In short, he did not feel himself disgraced. He did, however, write in the Tablet of how his downfall (he does recognise that he has fallen, from a particularly elevated pedestal) caused him to change from being a nominal churchgoer to someone who has experienced for himself what Christianity is all about. So he says. But what you can actually read between the lines of this article is a resurgence of pride - or rather, a reassertion of the pride which has never failed him. Jonathan Aitken has not been humbled. Far from it. The man is actually patronising Jesus Christ.
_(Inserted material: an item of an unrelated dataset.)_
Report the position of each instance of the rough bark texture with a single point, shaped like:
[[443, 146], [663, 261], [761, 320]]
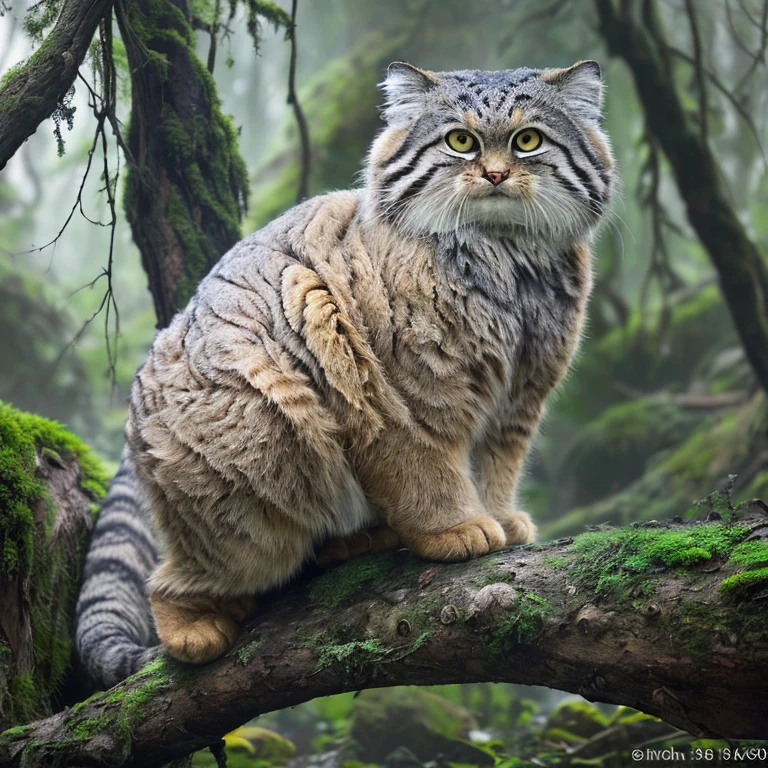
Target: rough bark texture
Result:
[[187, 184], [668, 618], [30, 92], [740, 266]]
Aitken has, however, been jailed. His freedom is curtailed. He cannot take a walk on the beach. He cannot wander down to his local (though one doubts he ever did). The liberal view is that a prison term should mean nothing more than a lock on the door - that deprivation of freedom is sufficient punishment in itself. In reality, it usually involves all sorts of misery, but not, however, in Jonathan Aitken's case. Those who take the liberal view must be delighted at how Aitken is faring in Belmarsh. He appears to be having a quite enjoyable time.
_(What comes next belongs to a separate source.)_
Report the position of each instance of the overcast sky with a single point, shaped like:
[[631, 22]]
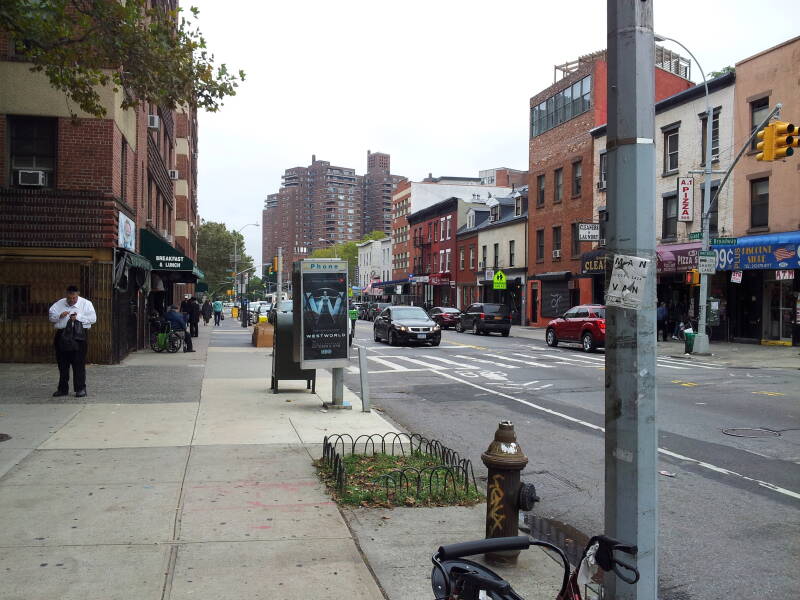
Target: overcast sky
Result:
[[441, 85]]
In a letter sent to his mother, Lady Aitken, and published in the Mail on Sunday, the prisoner tells her he is "absolutely fine." He describes the Belmarsh regime as "spartan, strict and full of silly rules, but perfectly tolerable and humane." And for Aitken himself, "there's masses of human warmth, good humour and friendliness flowing my way." Having helped an inmate called "Stokesy" with his housing benefit form, he speaks of inmates greeting him with cries of "Hi, Jonofan", and tells how he has acquired an AfroCaribbean fan-club: "It was just like being back in my constituency surgery in Ramsgate." The letter incidentally begins: "Hail from de Jail!"
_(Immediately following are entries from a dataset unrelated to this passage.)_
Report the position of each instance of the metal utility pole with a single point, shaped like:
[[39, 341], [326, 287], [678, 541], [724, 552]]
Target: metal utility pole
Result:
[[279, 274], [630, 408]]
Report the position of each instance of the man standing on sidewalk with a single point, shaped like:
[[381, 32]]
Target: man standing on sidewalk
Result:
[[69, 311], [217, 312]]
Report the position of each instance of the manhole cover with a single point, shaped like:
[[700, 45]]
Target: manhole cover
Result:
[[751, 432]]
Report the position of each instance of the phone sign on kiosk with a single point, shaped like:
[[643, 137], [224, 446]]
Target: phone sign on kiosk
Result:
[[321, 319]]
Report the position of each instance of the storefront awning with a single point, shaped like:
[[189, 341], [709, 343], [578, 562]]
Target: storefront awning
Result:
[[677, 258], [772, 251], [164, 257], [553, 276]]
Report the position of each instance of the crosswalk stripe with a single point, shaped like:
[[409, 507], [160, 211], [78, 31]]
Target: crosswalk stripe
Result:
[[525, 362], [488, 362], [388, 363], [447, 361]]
No doubt the Afro-Caribbeans appreciate the warm humour of all this, and don't even think for one moment that "Jonofan" looks down on them in any way. No doubt too, the prison guards are humbly tipping their caps in appreciation of Jonofan's tribute to the "perfectly tolerable and humane" regime they operate. How, then, has Jonathan Aitken been punished for his crimes? The truth is he has not been punished. As a government minister he cheated and lied, and almost succeeded in stealing some £2 million from the Guardian, and yet there is only minimal disruption to the course of his gilded life. He is officially bankrupt, but vast amounts of his wealth were transferred to offshore accounts, and into his wife's name, before his marriage ended. Friends say they will be back together before long.

Jonathan Aitken's capacity for self-deception, his enormous vanity (fed by his friends) and his innate, Eton-bred sense of superiority to the mass of people have made him immune to ordinary punishment. There is no one or nothing he does not look down on, not even the law itself. He is, in his own eyes, a temporarily inconvenienced supreme being.